Back to Sglang

ERNIE-Image

docs_new/cookbook/diffusion/Ernie-Image/Ernie-Image.mdx

0.5.132.2 KB
Original Source

1. Model introduction

ERNIE-Image is Baidu's text-to-image diffusion model family. SGLang Diffusion supports both the regular and Turbo checkpoints with the native ErnieImagePipeline.

ModelHugging Face model IDNotes
ERNIE-Imagebaidu/ERNIE-ImageRegular text-to-image checkpoint
ERNIE-Image-Turbobaidu/ERNIE-Image-TurboTurbo text-to-image checkpoint

2. Installation

Install SGLang with the diffusion dependencies:

bash
pip install -e "python[diffusion]"

For full installation options, see the SGLang Diffusion installation guide.

3. Serve the model

The commands below target a single supported NVIDIA CUDA or AMD ROCm GPU. Start with --performance-mode auto; use speed only when the full pipeline fits comfortably on the selected GPU(s), and use memory when you need lower peak GPU memory.

Serve ERNIE-Image:

bash
sglang serve \
  --model-path baidu/ERNIE-Image \
  --num-gpus 1 \
  --performance-mode auto \
  --port 30010

Serve ERNIE-Image-Turbo:

bash
sglang serve \
  --model-path baidu/ERNIE-Image-Turbo \
  --num-gpus 1 \
  --performance-mode auto \
  --port 30010

4. Generate an image

Use the OpenAI-compatible image generation API after the server starts:

python
import base64
from openai import OpenAI

client = OpenAI(api_key="EMPTY", base_url="http://127.0.0.1:30010/v1")

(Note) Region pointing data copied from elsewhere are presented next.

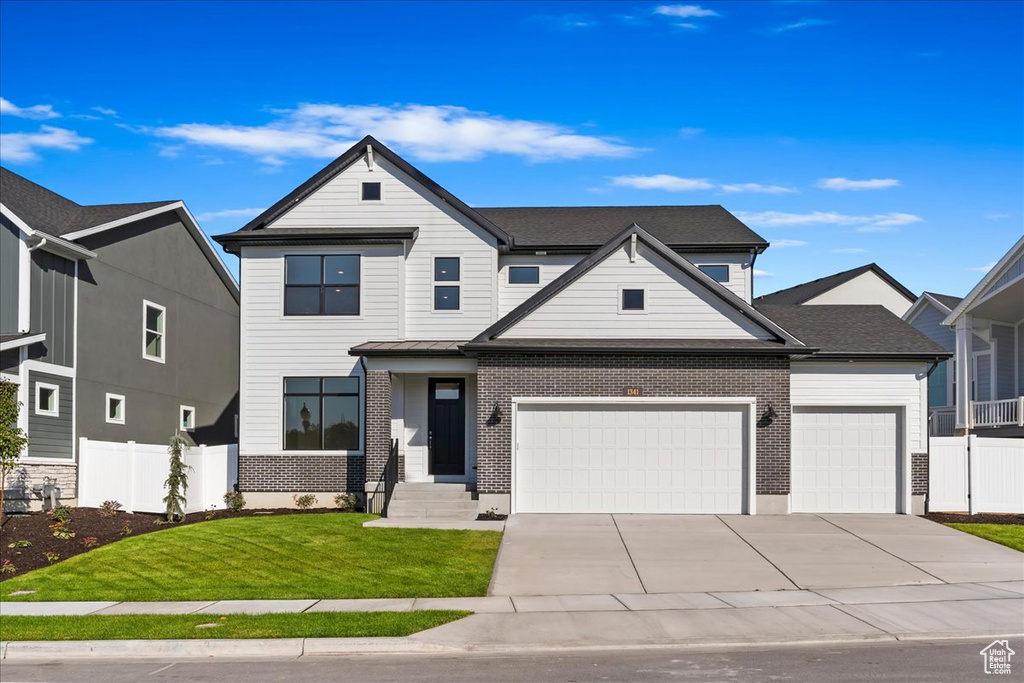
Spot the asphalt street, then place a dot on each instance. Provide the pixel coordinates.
(932, 662)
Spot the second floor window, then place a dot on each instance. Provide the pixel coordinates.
(322, 285)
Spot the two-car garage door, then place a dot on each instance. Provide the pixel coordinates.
(631, 458)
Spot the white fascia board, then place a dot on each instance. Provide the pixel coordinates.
(989, 278)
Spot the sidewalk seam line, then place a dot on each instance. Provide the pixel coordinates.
(751, 545)
(828, 521)
(628, 554)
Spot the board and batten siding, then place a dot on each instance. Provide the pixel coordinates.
(675, 305)
(275, 346)
(859, 384)
(51, 437)
(442, 231)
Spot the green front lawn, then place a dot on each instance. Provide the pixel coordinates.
(187, 627)
(1011, 536)
(271, 557)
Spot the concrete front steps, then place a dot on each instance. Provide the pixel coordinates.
(432, 501)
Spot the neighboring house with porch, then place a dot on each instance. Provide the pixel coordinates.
(555, 359)
(984, 384)
(118, 322)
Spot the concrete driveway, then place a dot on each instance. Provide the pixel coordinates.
(623, 554)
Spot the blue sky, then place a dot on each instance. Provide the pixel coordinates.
(843, 132)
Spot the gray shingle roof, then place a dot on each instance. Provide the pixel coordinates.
(592, 226)
(853, 331)
(807, 291)
(46, 211)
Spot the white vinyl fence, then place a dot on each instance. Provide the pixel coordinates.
(991, 479)
(133, 474)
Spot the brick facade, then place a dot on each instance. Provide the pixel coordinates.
(919, 473)
(502, 376)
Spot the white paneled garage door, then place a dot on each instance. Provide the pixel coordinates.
(643, 458)
(845, 459)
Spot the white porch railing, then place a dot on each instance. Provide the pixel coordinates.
(942, 421)
(1008, 412)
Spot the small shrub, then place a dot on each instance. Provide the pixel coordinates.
(235, 501)
(345, 502)
(305, 501)
(109, 509)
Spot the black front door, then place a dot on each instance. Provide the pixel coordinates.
(446, 422)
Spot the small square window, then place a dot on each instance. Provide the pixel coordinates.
(720, 273)
(524, 274)
(187, 418)
(115, 409)
(632, 299)
(371, 191)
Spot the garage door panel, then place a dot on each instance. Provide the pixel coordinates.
(845, 460)
(634, 459)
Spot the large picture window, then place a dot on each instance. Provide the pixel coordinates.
(322, 414)
(322, 285)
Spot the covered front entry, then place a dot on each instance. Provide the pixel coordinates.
(621, 457)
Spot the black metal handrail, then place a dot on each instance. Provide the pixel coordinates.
(379, 499)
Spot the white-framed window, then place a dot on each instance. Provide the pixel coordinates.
(186, 418)
(154, 332)
(115, 409)
(717, 271)
(448, 284)
(524, 274)
(47, 399)
(632, 300)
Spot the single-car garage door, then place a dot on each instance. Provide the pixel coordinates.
(845, 459)
(644, 458)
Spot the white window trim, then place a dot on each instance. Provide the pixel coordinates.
(181, 415)
(508, 274)
(631, 311)
(728, 271)
(107, 409)
(358, 193)
(163, 335)
(444, 283)
(55, 413)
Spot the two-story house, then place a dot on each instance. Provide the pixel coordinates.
(981, 390)
(557, 359)
(118, 322)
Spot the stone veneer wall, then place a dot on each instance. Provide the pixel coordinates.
(500, 377)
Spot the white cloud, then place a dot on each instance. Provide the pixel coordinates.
(841, 184)
(26, 146)
(39, 112)
(684, 11)
(430, 133)
(756, 187)
(229, 213)
(671, 183)
(885, 222)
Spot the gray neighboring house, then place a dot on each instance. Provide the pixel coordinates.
(119, 323)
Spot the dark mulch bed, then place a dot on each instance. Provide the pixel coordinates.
(86, 522)
(964, 518)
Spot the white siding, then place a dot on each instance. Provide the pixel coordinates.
(866, 288)
(814, 383)
(443, 231)
(274, 346)
(510, 296)
(676, 306)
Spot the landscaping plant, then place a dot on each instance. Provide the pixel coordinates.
(177, 478)
(12, 438)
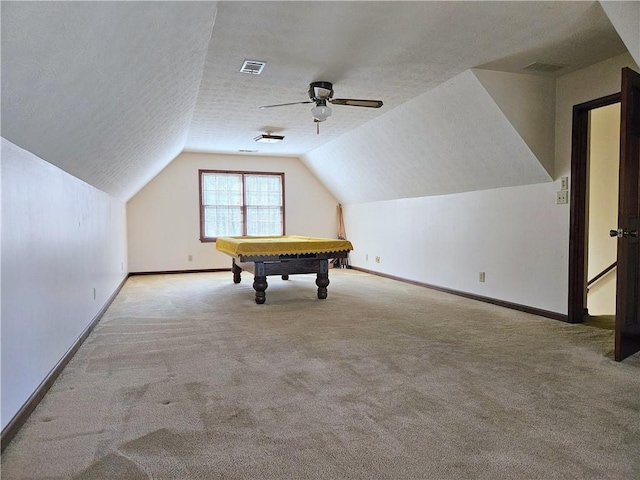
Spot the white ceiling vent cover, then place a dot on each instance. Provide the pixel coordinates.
(253, 67)
(540, 67)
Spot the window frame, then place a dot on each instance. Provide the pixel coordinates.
(244, 174)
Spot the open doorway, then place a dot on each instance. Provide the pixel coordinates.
(578, 234)
(603, 161)
(627, 233)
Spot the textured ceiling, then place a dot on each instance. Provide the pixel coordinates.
(423, 148)
(112, 91)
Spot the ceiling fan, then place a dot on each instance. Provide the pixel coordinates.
(321, 93)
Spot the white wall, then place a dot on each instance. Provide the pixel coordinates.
(164, 223)
(517, 235)
(604, 163)
(61, 238)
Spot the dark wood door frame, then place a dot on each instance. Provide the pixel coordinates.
(578, 207)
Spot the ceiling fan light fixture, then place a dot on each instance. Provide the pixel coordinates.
(269, 138)
(321, 113)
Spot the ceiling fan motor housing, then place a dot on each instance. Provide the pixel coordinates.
(320, 91)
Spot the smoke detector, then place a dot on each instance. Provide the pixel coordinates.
(269, 138)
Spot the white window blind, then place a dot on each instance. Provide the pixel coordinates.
(241, 203)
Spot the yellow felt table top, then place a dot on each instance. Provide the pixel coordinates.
(280, 245)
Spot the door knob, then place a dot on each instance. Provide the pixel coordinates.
(620, 233)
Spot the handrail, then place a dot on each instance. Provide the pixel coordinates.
(602, 274)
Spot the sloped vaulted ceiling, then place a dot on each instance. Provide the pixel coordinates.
(103, 90)
(451, 139)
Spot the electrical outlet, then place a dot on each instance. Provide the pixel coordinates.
(564, 183)
(562, 197)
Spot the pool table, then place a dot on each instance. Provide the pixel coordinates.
(282, 255)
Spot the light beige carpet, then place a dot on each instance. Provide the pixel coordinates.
(186, 377)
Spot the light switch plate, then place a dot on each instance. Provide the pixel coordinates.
(562, 197)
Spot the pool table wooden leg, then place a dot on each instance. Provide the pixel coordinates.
(236, 272)
(322, 280)
(260, 283)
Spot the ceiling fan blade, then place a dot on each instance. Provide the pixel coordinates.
(284, 104)
(357, 103)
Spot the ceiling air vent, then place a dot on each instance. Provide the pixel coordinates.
(540, 67)
(253, 67)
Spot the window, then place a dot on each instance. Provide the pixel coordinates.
(240, 203)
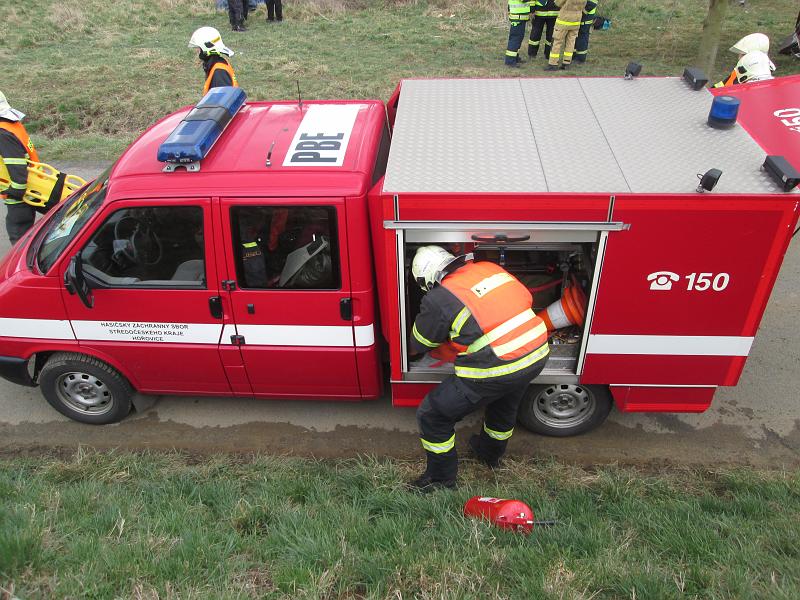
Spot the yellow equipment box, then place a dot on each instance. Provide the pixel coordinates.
(42, 178)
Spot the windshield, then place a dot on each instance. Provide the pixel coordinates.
(69, 219)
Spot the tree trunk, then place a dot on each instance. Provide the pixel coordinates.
(712, 29)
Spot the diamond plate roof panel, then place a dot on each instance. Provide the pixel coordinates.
(605, 135)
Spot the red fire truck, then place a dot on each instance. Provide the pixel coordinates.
(267, 253)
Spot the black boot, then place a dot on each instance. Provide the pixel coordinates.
(440, 473)
(486, 450)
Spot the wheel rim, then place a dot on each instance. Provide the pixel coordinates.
(563, 406)
(84, 393)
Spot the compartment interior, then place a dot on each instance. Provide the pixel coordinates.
(546, 268)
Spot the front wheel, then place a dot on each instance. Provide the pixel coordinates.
(85, 389)
(564, 409)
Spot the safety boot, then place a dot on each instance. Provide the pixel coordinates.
(440, 473)
(484, 452)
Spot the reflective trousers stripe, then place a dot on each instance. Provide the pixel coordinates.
(441, 447)
(422, 339)
(517, 365)
(498, 435)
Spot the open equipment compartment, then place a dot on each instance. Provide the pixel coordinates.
(546, 261)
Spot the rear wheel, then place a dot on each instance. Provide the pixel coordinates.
(85, 389)
(564, 409)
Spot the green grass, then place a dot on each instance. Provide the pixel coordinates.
(121, 525)
(93, 74)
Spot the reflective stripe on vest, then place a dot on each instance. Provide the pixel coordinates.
(501, 306)
(519, 10)
(508, 369)
(216, 66)
(17, 129)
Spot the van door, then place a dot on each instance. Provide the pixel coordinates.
(156, 315)
(289, 285)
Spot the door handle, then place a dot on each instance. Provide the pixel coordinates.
(346, 308)
(215, 306)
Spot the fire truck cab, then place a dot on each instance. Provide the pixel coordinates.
(275, 263)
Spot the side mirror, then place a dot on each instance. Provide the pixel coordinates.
(76, 283)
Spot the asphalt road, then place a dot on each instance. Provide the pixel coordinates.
(757, 422)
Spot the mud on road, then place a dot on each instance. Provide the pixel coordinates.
(756, 423)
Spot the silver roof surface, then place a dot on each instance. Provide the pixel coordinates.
(645, 135)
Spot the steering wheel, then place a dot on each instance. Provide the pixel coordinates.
(136, 241)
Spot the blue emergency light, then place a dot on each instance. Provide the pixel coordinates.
(194, 136)
(723, 112)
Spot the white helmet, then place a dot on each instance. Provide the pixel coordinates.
(8, 113)
(209, 41)
(753, 66)
(428, 265)
(749, 43)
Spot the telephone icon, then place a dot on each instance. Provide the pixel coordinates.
(662, 280)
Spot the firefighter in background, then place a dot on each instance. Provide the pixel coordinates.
(16, 148)
(486, 312)
(582, 41)
(219, 71)
(750, 43)
(567, 24)
(519, 13)
(544, 19)
(754, 66)
(237, 14)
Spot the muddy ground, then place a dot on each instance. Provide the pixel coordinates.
(756, 423)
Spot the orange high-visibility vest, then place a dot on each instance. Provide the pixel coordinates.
(17, 129)
(502, 307)
(217, 66)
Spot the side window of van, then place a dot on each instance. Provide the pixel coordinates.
(286, 247)
(149, 246)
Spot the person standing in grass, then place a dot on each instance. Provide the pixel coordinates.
(519, 13)
(16, 148)
(567, 24)
(582, 41)
(213, 53)
(274, 10)
(485, 312)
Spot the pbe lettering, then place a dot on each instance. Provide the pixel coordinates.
(312, 147)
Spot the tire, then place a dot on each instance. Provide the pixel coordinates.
(85, 389)
(562, 409)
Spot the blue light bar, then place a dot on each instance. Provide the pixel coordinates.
(724, 110)
(194, 136)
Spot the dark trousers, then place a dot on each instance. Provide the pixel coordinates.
(541, 24)
(274, 10)
(515, 36)
(237, 11)
(457, 397)
(582, 42)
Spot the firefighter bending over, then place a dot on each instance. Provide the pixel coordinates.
(755, 42)
(487, 313)
(219, 71)
(16, 149)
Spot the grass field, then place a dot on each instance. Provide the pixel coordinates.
(93, 74)
(118, 525)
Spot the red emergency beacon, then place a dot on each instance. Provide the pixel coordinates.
(505, 514)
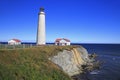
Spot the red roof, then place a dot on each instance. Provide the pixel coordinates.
(17, 40)
(59, 39)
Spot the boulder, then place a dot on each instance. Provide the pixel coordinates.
(70, 61)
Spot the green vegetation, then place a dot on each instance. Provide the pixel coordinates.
(31, 64)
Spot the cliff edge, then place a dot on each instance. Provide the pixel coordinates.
(70, 61)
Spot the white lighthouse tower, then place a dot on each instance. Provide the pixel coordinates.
(41, 37)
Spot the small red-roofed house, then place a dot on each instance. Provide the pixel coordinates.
(62, 42)
(14, 42)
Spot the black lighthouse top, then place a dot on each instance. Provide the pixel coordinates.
(42, 9)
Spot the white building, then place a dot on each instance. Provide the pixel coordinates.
(14, 42)
(62, 42)
(41, 36)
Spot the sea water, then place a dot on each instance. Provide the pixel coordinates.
(109, 54)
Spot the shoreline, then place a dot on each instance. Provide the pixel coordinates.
(88, 68)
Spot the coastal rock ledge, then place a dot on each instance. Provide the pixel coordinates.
(70, 61)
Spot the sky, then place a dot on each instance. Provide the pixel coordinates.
(81, 21)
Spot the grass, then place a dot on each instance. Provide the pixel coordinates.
(31, 64)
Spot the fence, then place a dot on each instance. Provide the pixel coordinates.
(6, 46)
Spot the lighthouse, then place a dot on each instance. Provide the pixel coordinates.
(41, 37)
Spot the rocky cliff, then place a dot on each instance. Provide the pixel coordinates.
(70, 61)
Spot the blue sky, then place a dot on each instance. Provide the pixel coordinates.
(82, 21)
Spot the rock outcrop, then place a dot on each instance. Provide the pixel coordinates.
(70, 61)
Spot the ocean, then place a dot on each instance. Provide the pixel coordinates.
(109, 54)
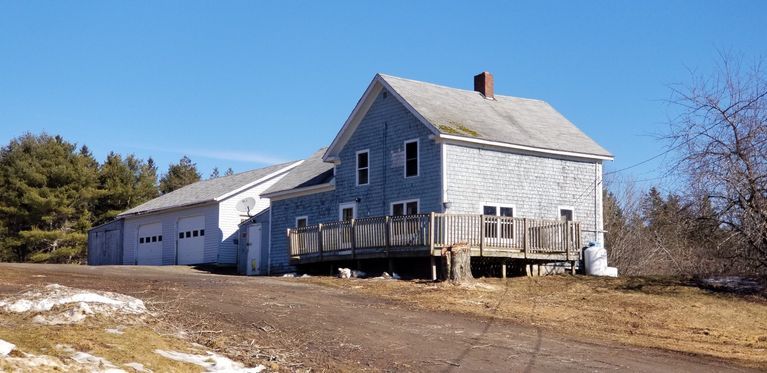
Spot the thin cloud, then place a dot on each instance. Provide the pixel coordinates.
(226, 155)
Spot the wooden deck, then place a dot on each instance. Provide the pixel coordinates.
(427, 234)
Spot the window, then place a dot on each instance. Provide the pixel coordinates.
(565, 214)
(411, 158)
(498, 227)
(404, 207)
(363, 167)
(302, 221)
(347, 211)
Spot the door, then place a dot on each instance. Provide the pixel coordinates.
(149, 244)
(253, 255)
(191, 240)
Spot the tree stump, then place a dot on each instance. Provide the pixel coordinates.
(458, 263)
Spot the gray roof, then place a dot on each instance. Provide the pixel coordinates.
(313, 171)
(204, 191)
(511, 120)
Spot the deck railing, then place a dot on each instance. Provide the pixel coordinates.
(437, 230)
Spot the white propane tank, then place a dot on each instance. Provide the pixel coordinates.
(595, 259)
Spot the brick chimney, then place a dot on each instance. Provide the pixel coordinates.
(483, 83)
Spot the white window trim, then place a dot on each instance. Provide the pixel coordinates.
(416, 200)
(498, 205)
(417, 142)
(357, 166)
(560, 208)
(346, 205)
(302, 217)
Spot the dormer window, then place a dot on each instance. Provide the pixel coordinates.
(411, 158)
(363, 167)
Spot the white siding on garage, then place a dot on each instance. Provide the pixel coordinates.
(169, 219)
(230, 218)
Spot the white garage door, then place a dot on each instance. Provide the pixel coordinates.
(191, 240)
(149, 244)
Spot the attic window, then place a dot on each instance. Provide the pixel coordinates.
(363, 167)
(411, 158)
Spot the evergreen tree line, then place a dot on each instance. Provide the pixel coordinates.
(52, 192)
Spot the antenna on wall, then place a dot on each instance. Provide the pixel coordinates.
(245, 205)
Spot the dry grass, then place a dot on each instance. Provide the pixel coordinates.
(664, 313)
(136, 344)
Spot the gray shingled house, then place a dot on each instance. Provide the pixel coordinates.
(192, 225)
(418, 167)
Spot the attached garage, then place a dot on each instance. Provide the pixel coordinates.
(105, 244)
(149, 248)
(191, 240)
(196, 224)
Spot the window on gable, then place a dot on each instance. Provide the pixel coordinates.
(404, 208)
(302, 222)
(566, 214)
(363, 167)
(411, 158)
(498, 227)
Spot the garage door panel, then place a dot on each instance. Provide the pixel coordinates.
(191, 240)
(149, 244)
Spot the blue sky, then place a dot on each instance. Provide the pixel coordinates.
(244, 84)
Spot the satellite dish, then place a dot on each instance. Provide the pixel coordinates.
(245, 205)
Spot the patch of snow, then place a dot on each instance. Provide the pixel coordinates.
(138, 367)
(349, 273)
(6, 348)
(98, 364)
(86, 303)
(212, 362)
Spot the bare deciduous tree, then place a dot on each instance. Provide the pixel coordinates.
(721, 140)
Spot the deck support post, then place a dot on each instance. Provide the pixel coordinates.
(503, 269)
(433, 268)
(525, 239)
(351, 235)
(319, 239)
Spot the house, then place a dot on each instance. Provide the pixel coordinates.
(418, 167)
(192, 225)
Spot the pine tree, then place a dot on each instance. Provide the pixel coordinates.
(181, 174)
(48, 190)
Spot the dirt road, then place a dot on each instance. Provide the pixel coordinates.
(339, 330)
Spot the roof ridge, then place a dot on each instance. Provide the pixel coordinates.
(454, 88)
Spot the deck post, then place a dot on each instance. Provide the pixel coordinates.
(482, 234)
(525, 239)
(431, 233)
(319, 239)
(353, 238)
(567, 240)
(503, 269)
(433, 268)
(387, 230)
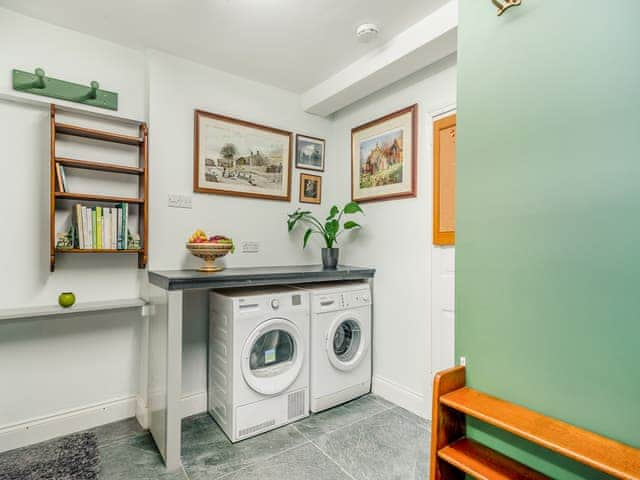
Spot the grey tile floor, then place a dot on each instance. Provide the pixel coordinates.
(366, 439)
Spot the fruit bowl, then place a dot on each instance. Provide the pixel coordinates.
(209, 252)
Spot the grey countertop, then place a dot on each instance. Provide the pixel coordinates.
(248, 276)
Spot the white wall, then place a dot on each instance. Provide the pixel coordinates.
(397, 239)
(177, 87)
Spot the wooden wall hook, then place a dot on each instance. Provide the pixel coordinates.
(503, 7)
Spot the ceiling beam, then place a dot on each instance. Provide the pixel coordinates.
(422, 44)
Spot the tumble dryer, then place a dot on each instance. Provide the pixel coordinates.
(340, 353)
(258, 359)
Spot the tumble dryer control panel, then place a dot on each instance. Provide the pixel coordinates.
(341, 301)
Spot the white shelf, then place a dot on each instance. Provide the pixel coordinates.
(65, 106)
(53, 310)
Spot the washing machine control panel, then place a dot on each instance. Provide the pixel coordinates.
(341, 301)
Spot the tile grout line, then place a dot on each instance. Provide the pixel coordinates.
(332, 460)
(386, 409)
(264, 459)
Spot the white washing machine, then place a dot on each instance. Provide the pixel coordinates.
(340, 342)
(258, 359)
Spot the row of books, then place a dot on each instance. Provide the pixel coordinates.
(101, 227)
(62, 178)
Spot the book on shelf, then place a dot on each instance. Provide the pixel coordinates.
(100, 228)
(61, 178)
(98, 243)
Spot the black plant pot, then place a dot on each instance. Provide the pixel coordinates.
(330, 258)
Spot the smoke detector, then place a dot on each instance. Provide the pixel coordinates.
(367, 32)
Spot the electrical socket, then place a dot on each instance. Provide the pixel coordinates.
(180, 201)
(249, 246)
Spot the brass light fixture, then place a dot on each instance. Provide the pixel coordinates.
(506, 5)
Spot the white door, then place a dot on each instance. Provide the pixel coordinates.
(443, 309)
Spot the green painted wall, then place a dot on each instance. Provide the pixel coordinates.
(548, 241)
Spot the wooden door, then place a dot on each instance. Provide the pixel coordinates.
(444, 181)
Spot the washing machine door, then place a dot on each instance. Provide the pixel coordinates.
(346, 343)
(272, 356)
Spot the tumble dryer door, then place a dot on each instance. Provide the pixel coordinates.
(272, 356)
(347, 341)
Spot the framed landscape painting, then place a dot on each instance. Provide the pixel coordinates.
(309, 153)
(384, 157)
(234, 157)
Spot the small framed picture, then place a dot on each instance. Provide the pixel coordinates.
(309, 153)
(310, 188)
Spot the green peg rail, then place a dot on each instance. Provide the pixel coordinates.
(38, 84)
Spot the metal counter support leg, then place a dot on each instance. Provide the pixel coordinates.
(165, 374)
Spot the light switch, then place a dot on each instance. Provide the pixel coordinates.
(249, 246)
(180, 201)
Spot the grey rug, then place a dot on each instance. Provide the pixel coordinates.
(69, 458)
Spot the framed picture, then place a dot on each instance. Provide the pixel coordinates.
(234, 157)
(384, 157)
(309, 153)
(310, 188)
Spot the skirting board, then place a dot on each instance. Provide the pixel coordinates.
(66, 422)
(400, 395)
(78, 419)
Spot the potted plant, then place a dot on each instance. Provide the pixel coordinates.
(329, 230)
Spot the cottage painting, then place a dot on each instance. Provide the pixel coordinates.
(383, 157)
(233, 157)
(381, 160)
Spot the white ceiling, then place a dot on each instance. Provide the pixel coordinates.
(293, 44)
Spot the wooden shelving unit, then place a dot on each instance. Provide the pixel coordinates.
(453, 455)
(141, 171)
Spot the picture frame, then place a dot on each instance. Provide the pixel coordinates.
(240, 158)
(310, 188)
(310, 153)
(384, 155)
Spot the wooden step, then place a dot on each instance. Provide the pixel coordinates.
(603, 454)
(484, 463)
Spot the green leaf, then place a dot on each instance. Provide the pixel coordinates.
(352, 207)
(350, 224)
(307, 235)
(332, 227)
(333, 212)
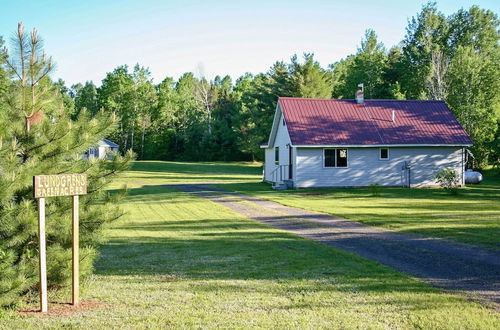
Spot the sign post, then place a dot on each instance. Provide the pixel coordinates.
(52, 186)
(76, 258)
(42, 258)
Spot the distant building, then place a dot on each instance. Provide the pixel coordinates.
(345, 143)
(101, 150)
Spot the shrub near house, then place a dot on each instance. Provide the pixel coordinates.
(335, 143)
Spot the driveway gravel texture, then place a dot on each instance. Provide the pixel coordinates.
(455, 267)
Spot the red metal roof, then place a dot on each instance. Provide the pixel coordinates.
(345, 122)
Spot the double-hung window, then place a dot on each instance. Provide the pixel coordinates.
(384, 154)
(335, 157)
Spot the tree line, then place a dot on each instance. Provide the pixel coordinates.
(453, 58)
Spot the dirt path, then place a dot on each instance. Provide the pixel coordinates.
(453, 266)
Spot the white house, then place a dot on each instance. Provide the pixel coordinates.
(352, 143)
(101, 150)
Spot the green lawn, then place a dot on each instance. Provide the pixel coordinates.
(176, 260)
(157, 172)
(472, 216)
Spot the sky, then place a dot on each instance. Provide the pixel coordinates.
(89, 38)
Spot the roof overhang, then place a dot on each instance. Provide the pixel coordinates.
(376, 145)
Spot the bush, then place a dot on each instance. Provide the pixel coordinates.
(448, 179)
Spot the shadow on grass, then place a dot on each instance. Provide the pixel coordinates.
(236, 249)
(201, 168)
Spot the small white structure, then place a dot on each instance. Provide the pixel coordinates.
(355, 143)
(101, 150)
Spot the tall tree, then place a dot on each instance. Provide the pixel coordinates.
(85, 97)
(426, 35)
(309, 79)
(115, 95)
(39, 137)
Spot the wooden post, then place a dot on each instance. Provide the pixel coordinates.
(42, 258)
(76, 258)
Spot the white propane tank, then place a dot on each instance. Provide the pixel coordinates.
(473, 177)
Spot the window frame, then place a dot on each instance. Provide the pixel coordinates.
(346, 158)
(380, 154)
(335, 158)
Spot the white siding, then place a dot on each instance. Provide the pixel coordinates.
(282, 141)
(364, 166)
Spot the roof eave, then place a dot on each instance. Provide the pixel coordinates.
(379, 145)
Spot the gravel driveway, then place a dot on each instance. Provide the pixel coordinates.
(462, 268)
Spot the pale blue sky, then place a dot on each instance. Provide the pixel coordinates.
(89, 38)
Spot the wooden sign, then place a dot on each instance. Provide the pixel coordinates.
(52, 186)
(60, 185)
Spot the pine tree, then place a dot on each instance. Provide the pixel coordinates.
(38, 137)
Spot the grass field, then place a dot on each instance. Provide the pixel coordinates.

response = client.images.generate(
    model="baidu/ERNIE-Image-Turbo",
    prompt="A cinematic photo of a quiet lakeside cabin at sunrise",
    n=1,
    response_format="b64_json",
)

image_bytes = base64.b64decode(response.data[0].b64_json)
with open("ernie_image.png", "wb") as f:
    f.write(image_bytes)

5. Configuration tips

  • ERNIE-Image is a text-to-image pipeline; do not pass --image-path.
  • --performance-mode auto keeps conservative defaults while preserving explicit user flags.
  • If the checkpoint includes a PE component, SGLang loads it automatically from model_index.json.
  • Treat FSDP, SP/Ulysses/Ring, and TP as explicit benchmark knobs. Measure the target resolution, step count, and GPU type before making them production defaults.